The Panel is satisfied that Respondent has no rights or legitimate interests in the Domain Names and accordingly that the second element of the Policy has been met.
Complainant submits that Respondent registered the Domain Names in full knowledge of Complainant’s rights. Further, it is submitted that Respondent has provided false contact information in the WhoIs record, namely that Respondent’s address displayed in the WHOIS record is inaccurate, “Diyarbakr” being the name of the city and not a street name. Complainant then argues that the name “ducky layne” is probably false. Again, in the absence of any response from Respondent these assertions seem plausible.
Finally, there is merit in Complainant’s submission, and it is accepted, that Respondent has chosen the Domain Names to cause confusion amongst Instagram users as to the source of the website in order to facilitate a phishing scam and that this amounts to bad faith registration and use.

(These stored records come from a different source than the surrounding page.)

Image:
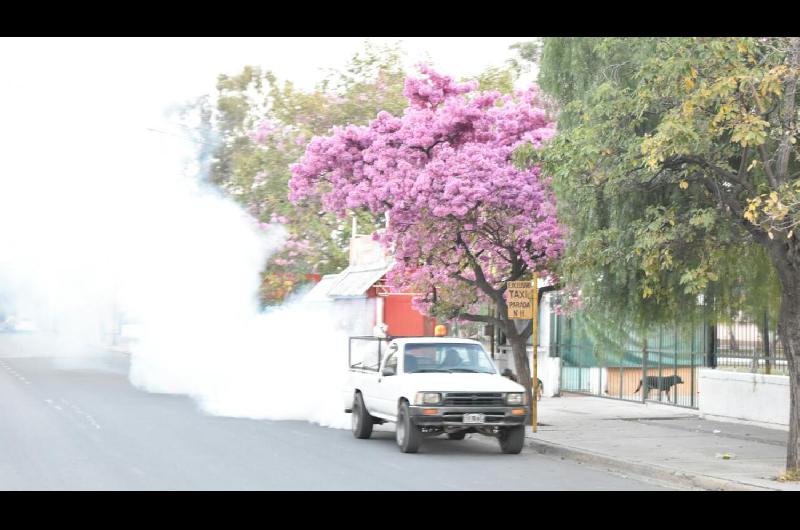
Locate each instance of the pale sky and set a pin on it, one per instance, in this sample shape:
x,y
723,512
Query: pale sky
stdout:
x,y
64,98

In all the circumstances, the Panel finds Respondent’s passive holding of the Domain Name
<safety-lnstagram.com> to constitute registration and use of the Domain Name for purposes of the Policy.
The third element of the Policy has been met.
For the foregoing reasons, in accordance with paragraphs 4(i) of the Policy and 15 of the Rules, the Panel orders that the Domain Names <checkpoint-lnstagram.com> and <safety-lnstagram.com> be transferred to the Complainant.